Later in the year, he did the same, save the United Airlines buys, with $4,875 Byrne deposited. When the court found for the plaintiff and ordered Byrne’s father to pay the court registry $26,325 in August 2018, Hartley should have had the money. Instead, he had a checking account that was $328.40 overdrawn and a trust account with $9.08.
Hartley stopped talking to the Byrnes after that, according to the referee’s report.

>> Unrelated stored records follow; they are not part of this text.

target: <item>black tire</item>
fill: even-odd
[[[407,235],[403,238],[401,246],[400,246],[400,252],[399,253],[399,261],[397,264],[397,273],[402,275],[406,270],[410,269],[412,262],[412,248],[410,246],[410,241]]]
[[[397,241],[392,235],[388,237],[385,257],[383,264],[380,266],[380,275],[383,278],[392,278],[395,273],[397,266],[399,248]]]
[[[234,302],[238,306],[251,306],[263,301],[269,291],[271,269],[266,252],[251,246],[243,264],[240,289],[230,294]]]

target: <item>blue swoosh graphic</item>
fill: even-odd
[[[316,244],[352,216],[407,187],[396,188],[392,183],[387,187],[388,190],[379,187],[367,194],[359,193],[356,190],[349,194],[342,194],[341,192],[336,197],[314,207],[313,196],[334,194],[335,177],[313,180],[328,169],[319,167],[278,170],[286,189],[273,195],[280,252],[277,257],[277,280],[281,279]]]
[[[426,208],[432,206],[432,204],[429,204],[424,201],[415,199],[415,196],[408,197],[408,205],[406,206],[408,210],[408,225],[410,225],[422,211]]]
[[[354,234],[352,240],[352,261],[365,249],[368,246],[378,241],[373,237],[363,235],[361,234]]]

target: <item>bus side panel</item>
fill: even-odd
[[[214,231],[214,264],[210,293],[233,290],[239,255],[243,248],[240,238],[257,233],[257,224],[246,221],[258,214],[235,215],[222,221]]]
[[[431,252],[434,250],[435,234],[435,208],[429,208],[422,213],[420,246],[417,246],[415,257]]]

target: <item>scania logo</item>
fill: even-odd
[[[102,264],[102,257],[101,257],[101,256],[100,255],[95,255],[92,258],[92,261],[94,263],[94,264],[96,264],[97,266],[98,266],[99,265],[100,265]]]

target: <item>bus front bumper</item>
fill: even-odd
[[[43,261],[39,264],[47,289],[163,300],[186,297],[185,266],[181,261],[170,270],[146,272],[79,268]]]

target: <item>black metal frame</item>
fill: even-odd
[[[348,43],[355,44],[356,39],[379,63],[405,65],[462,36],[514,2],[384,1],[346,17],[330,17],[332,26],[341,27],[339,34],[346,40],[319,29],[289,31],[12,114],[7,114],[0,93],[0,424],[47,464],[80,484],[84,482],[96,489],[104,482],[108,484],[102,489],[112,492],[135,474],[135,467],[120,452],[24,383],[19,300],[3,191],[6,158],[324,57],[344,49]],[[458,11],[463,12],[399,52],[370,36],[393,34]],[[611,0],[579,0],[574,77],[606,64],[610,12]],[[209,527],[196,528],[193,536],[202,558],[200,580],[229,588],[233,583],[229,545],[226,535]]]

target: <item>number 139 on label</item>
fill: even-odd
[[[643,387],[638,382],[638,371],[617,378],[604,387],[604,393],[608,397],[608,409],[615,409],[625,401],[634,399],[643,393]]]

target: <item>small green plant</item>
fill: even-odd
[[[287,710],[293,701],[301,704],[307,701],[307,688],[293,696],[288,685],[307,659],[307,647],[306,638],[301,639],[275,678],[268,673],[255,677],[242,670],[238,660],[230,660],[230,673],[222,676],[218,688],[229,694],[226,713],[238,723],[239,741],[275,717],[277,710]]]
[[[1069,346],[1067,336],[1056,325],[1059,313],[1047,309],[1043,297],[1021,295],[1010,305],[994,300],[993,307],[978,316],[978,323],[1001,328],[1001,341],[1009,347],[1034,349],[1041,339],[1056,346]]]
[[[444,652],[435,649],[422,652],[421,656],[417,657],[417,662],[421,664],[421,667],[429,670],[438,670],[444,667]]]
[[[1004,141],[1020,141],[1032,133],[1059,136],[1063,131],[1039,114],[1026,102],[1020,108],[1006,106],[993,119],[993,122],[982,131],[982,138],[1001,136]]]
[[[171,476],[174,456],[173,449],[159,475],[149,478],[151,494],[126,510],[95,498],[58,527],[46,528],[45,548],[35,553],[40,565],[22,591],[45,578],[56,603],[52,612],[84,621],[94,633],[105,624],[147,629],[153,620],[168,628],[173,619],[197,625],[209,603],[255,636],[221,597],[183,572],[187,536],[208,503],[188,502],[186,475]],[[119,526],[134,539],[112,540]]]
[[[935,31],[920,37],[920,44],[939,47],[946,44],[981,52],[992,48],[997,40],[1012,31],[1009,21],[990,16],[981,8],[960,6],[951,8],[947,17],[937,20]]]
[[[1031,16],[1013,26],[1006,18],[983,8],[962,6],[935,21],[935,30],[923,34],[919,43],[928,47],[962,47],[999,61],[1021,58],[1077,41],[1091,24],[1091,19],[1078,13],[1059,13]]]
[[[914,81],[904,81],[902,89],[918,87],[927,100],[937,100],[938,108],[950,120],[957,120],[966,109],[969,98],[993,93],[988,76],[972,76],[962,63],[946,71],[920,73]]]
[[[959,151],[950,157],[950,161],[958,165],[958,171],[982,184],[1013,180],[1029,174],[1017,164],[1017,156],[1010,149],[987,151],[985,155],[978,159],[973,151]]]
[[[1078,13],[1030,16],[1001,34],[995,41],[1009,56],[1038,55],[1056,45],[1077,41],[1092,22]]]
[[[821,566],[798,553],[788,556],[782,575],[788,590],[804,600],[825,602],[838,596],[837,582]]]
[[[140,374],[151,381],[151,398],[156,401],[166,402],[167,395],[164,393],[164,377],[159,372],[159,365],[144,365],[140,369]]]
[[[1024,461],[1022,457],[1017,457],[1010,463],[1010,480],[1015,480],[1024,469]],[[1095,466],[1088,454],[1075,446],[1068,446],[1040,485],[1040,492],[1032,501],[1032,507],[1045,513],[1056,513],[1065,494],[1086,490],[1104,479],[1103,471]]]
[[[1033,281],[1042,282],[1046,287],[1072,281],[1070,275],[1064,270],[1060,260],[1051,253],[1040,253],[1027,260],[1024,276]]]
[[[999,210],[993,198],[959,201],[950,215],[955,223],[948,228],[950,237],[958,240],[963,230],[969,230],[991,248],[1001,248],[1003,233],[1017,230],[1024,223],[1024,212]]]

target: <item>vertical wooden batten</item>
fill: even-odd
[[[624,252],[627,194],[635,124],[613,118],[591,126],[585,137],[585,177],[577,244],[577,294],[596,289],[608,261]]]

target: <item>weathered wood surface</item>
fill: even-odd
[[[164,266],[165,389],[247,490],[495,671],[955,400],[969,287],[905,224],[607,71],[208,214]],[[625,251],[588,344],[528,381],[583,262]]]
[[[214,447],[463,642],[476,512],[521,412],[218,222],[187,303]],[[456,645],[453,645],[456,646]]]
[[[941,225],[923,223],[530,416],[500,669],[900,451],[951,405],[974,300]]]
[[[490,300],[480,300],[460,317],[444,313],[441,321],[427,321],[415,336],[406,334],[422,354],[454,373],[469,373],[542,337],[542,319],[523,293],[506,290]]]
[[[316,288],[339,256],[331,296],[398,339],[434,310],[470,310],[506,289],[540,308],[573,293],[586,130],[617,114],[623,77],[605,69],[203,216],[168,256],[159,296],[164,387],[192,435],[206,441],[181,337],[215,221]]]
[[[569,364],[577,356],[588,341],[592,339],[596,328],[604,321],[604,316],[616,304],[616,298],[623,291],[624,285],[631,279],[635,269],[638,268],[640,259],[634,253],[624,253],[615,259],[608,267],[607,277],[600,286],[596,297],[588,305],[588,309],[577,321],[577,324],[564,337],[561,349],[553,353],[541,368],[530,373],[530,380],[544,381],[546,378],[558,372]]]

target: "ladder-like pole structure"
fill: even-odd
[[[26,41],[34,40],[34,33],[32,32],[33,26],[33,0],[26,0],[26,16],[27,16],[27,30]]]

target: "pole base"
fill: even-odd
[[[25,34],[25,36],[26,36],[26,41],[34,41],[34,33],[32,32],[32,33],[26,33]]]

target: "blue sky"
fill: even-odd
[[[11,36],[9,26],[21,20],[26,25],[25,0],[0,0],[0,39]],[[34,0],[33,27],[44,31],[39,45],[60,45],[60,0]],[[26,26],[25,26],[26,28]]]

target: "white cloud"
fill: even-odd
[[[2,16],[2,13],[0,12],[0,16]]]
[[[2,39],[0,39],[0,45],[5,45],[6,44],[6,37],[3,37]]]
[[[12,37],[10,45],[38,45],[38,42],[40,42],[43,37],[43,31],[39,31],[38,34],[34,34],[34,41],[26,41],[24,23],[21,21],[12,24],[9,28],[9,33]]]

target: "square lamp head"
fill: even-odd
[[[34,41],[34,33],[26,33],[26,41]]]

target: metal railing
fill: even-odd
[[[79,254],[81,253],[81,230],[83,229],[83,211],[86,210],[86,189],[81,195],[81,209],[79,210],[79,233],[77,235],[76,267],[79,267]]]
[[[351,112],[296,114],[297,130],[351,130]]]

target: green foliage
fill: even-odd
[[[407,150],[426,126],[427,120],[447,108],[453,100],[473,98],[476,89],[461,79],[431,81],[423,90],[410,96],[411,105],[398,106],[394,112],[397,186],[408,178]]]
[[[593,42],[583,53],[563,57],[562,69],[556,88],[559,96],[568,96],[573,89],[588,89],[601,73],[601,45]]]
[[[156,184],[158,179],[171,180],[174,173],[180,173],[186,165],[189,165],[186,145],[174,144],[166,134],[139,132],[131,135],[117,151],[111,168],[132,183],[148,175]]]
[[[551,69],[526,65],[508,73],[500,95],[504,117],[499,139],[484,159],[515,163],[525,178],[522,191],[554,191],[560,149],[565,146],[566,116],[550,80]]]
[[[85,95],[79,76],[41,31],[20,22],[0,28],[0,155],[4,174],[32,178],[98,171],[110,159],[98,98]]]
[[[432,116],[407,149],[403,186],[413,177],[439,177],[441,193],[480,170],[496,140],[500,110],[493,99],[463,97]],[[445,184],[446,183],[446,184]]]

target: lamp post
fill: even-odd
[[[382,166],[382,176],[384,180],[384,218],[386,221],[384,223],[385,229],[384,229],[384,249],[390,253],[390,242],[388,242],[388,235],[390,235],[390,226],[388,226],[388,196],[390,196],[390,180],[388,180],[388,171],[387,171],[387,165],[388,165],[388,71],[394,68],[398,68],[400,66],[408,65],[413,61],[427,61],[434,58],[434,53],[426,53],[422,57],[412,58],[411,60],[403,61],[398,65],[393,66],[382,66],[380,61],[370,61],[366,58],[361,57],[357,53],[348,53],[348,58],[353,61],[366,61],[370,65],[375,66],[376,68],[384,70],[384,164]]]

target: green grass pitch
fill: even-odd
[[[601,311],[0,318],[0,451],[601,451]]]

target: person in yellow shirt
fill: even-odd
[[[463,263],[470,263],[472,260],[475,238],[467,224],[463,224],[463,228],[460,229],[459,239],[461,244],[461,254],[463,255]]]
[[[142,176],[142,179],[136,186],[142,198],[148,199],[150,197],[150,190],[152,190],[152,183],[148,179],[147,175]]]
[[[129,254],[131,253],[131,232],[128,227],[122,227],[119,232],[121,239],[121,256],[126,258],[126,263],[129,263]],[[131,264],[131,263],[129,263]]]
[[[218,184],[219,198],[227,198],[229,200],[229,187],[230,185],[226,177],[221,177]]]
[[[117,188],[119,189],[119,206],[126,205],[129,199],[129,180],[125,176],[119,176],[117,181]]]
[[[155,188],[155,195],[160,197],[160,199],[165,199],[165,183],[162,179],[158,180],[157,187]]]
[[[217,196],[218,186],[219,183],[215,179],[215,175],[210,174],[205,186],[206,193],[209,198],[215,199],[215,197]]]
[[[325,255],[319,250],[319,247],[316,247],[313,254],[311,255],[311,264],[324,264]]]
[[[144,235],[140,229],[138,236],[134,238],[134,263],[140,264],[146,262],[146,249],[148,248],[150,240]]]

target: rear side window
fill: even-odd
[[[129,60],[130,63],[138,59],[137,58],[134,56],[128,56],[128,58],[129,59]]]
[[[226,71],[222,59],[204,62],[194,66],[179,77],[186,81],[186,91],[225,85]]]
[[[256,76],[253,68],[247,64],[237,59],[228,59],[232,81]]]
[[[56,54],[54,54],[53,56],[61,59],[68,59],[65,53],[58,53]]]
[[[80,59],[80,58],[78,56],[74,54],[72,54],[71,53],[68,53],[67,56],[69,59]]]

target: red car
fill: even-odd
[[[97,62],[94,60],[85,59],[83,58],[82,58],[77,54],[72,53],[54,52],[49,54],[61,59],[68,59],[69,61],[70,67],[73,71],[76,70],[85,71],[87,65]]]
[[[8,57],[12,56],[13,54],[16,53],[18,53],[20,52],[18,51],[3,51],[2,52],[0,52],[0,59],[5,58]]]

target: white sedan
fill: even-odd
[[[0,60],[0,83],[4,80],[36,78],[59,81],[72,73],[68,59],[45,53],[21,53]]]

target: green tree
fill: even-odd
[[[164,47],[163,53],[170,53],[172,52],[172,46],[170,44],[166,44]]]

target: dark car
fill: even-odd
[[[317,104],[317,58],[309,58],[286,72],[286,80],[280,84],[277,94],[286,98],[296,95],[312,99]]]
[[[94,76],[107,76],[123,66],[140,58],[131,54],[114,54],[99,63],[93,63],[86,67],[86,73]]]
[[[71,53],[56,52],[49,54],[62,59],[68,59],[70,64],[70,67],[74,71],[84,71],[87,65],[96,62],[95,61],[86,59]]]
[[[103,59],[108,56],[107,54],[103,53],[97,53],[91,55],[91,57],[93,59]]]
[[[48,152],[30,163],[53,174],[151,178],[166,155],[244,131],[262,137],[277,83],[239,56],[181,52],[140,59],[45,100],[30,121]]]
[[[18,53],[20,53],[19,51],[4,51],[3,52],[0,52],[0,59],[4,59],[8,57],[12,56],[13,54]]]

Schaefer and Byrne were two of the clients Hartley officially abandoned by not informing them of his suspension. After a suspension comes down, usually the attorney gets 30 days before it actually starts. This leaves time to notify all clients and opposing counsel, so they have time to adjust their business.
FAMILY BUSINESS
Hartley’s father-in-law, Jose DeSousa, was among the other clients who told the Bar about Hartley.
DeSousa hired his son-in-law to set up an irrevocable living trust.
He gave Hartley a $255,000 check in 2015 and told him to put $200,000 into funding the trust and $55,000 in an interest-bearing checking account for DeSousa.
Hartley put all the money in his business trust account and never gave DeSousa a copy of the living trust. When DeSousa asked for $5,000 from what was supposed to be his checking account in July 2018, Hartley gave him a $5,000 check on the law firm’s trust account.
Then, Hartley stopped payment on the check. DeSousa found this out when his bank dishonored the check. Hartley blamed the problem on an issue with the Florida Bar and said he’d pay his father-in-law within a week.
He didn’t. He also didn’t tell DeSousa about his suspension. He avoided DeSousa until October 2018, when he tried to sell a motorcycle helmet on Facebook. DeSousa called the number and demanded his $5,000.
Hartley said he’d used DeSousa’s money years before to buy real estate and he’d need to sell it to repay his father-in-law.
Jesus DeSousa, Hartley’s brother-in-law, told the Florida Bar that Hartley couldn’t account for what happened with his money from a Social Security disability settlement.